My husband and I live overseas but we have a portfolio of 38 rental properties spread across the UK. We are considering incorporation for a variety of reasons, one of which is that Limited Companies are unaffected to the section 24 restrictions on finance cost relief for individual landlords.

Does the fact that our properties are managed automatically mean that we are not eligible for incorporation relief?

Our accountant was unable to answer this question. His view was that we need to prove that we spend 20 hours a week running our property rental business to be eligible. We do spend quite a lot of time dealing with accounting, insurance, keeping an eye on what our agents are doing and general correspondence. Whether we each spend 20 hours a week doing this is debatable. We would very much appreciate any links to HMRC manuals or legislation on this point.

Thanks in advance

Helen

 



Comments

Mark Alexander

14:17 PM, 3rd April 2018
About 2 years ago

Hi Helen

HMRC's Manual PIM1020 says "A person will carry on a rental business even if they engage an agent to handle it for them. The person carries on the business through the agent."

LINK https://www.gov.uk/hmrc-internal-manuals/property-income-manual/pim1020

Note that outsourcing work to an agent does not absolve you of your legal obligations, e.g. to protect tenants deposits or to obtain annual CP12 gas safety certificates.

HMRC's manual CG67515 says "You should accept that incorporation relief will be available where an individual spends 20 hours or more a week personally undertaking the sort of activities that are indicative of a business. Other cases should be considered carefully."

LINK https://www.gov.uk/hmrc-internal-manuals/capital-gains-manual/cg65715

The manual DOES NOT SAY that spending less than 20 hours a week makes a person ineligible for the relief. A pragmatic view needs to be taken.

Take Richard Branson for example; if he had to work 20 hours a week in each business he owned there would not be enough ours in the day. Similarly, just because he doesn’t fly his airplanes, or service them, or serve food and beverages to his passengers, this doesn’t mean that Virgin Atlantic isn’t a business does it?
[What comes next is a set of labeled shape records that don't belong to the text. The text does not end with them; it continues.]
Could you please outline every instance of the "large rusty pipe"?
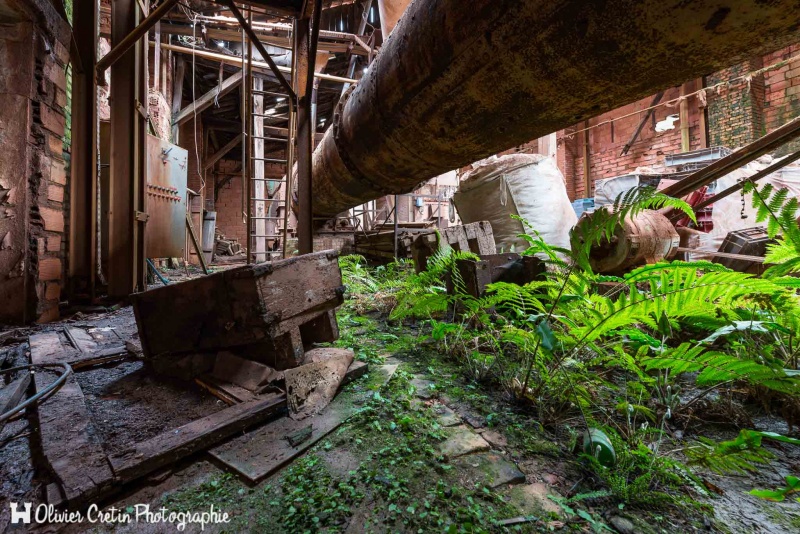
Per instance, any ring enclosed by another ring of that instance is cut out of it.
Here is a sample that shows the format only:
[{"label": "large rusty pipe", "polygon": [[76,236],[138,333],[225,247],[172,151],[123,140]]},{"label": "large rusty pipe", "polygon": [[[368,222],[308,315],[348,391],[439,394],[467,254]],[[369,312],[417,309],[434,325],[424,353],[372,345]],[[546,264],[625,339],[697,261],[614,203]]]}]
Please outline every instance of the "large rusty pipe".
[{"label": "large rusty pipe", "polygon": [[314,213],[788,45],[798,13],[800,0],[415,0],[314,153]]},{"label": "large rusty pipe", "polygon": [[378,0],[378,14],[381,17],[384,38],[391,35],[410,3],[411,0]]}]

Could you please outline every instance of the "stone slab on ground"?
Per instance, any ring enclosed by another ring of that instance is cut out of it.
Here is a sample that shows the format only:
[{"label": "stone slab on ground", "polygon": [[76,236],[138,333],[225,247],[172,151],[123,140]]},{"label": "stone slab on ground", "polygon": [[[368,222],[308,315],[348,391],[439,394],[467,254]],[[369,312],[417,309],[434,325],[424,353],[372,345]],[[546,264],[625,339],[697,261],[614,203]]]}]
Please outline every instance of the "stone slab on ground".
[{"label": "stone slab on ground", "polygon": [[433,380],[416,377],[411,380],[411,385],[416,389],[414,394],[423,400],[432,399],[439,394],[436,389],[436,383]]},{"label": "stone slab on ground", "polygon": [[[278,419],[209,450],[209,454],[249,481],[258,483],[339,427],[374,390],[388,382],[397,365],[376,366],[353,391],[343,391],[319,415],[295,421]],[[286,436],[311,425],[311,436],[292,446]]]},{"label": "stone slab on ground", "polygon": [[494,430],[487,430],[481,433],[483,439],[489,442],[493,449],[504,449],[508,447],[508,440],[500,432]]},{"label": "stone slab on ground", "polygon": [[454,464],[468,473],[473,473],[473,480],[476,483],[490,488],[525,482],[525,474],[517,468],[517,465],[495,452],[462,456]]},{"label": "stone slab on ground", "polygon": [[561,515],[563,513],[561,507],[547,497],[548,495],[558,497],[558,492],[540,482],[514,486],[507,495],[509,503],[526,516],[537,516],[544,513]]},{"label": "stone slab on ground", "polygon": [[461,424],[461,418],[445,404],[434,403],[431,410],[436,414],[437,422],[444,427]]},{"label": "stone slab on ground", "polygon": [[439,445],[439,451],[447,458],[458,458],[489,449],[485,439],[464,425],[453,427],[447,440]]}]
Also, how does HMRC measure time? They cannot possibly monitor your activity 24/7 for 365 consecutive days. Perhaps that's why they accepted that Mrs Ramsay spent 20 hors a week running her property business which consisted of one building containing 10 flats, of which only 5 were let? Perhaps that's also why there have been no similar cases since the Ramsay test case back in 2013?

Our consultation service includes taking a second opinion from a Barrister-At-Law who is qualified, experienced and insured to provide an opinion on whether you are eligible to claim incorporation relief. There is no additional charge for this service for consultation clients of Property118 Limited.

To book a private consultation please see the link below.

https://www.property118.com/book-a-consultation/

Mark Smith (Barrister-At-Law)

14:33 PM, 3rd April 2018
About 2 years ago

I agree with these comments.

Although the CGT manual might be considered to be at odds with the PIM, if a business qualifies under PIM it would be hard for HMRC to say that they have rejected it for incorporation relief after 'careful consideration'.

Craig Rennolds

15:46 PM, 1st June 2018
About 2 years ago

Hi Mark,

I intend to incorporate through your self and Mark Smith but I do have a few questions:-
1) If on incorporation I was to include my daughter as a director and subsequently she wanted to buy a property in her own name, does this mean I would have to lend her the money and we would have to pay tax as say a dividend and salary ? Or as I think is a better solution, she buys through the limited company and there is little or no tax as the company is simply increasing its portfolio?
2) I have spoken to a few brokers who apart from wanting to completely re-mortgage my whole portfolio and the fat fees this would attract, have said the complete portfolio would need to be stress tested. My understanding is that stress testing the portfolio is for property owned in my own name.
I have other questions but I will discuss these privately.